Stake in Informatica
Earlier this month, it was announced that Microsoft (MSFT) and Salesforce (CRM) have joined private equity firms Canada Pension Plan Investment Board and Permira Advisers in the $5.3 billion leveraged buyout deal of Informatica (INFA). As we mentioned in Part 1, this is the largest LBO (leveraged buyout) deal in 2015. However, the size of the stakes invested by Microsoft and Salesforce haven’t been disclosed. This LBO deal was completed in the second week of August 2015.
Informatica’s chairman, Sohaib Abbasi, stated that “Now as a private company, with a long view measured in years, not quarters, we will have more flexibility and more time to implement our transformative innovation road map and to evolve our business model.”
After the announcement of converting Informatica into an LLC, hedge funds that stand to benefit from the deal include Elliott Management, Vanguard Group, and BlackRock Fund Advisors. According to 13F filings, Elliott Management owned ~8% shares of Informatica with an average price of $36.99 per share. The hedge fund also stated that it believes that Informatica shares are undervalued.

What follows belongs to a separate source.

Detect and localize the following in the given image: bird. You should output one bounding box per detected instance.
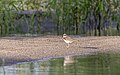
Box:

It has also started talks with Informatica’s management and board members regarding “steps to maximize shareholder value.”
Informatica’s revenue has been rising at a steady pace with a gross margin of 81.75% for 2Q15. Currently, Informatica has free cash flows of $42 million—compared to $37 million in 2Q14. Informatica’s revenue growth in the last ten years has been 14.10%. The EBITDA (earnings before interest, tax, depreciation, and amortization) and free cash flow growth stand at 0.20% and 21.30%, respectively. In the last 12 months, the revenue, EBITDA, and free cash flow have grown at 9%, 0.50%, and 40.80%, respectively.
In comparison, NetScout’s (NTCT) revenue grew by 6.60% in the last 12 months. You can get diversified exposure to Informatica by investing in the First Trust ISE Cloud Computing Index Fund ETF (SKYY). It holds 3.51% of the stock.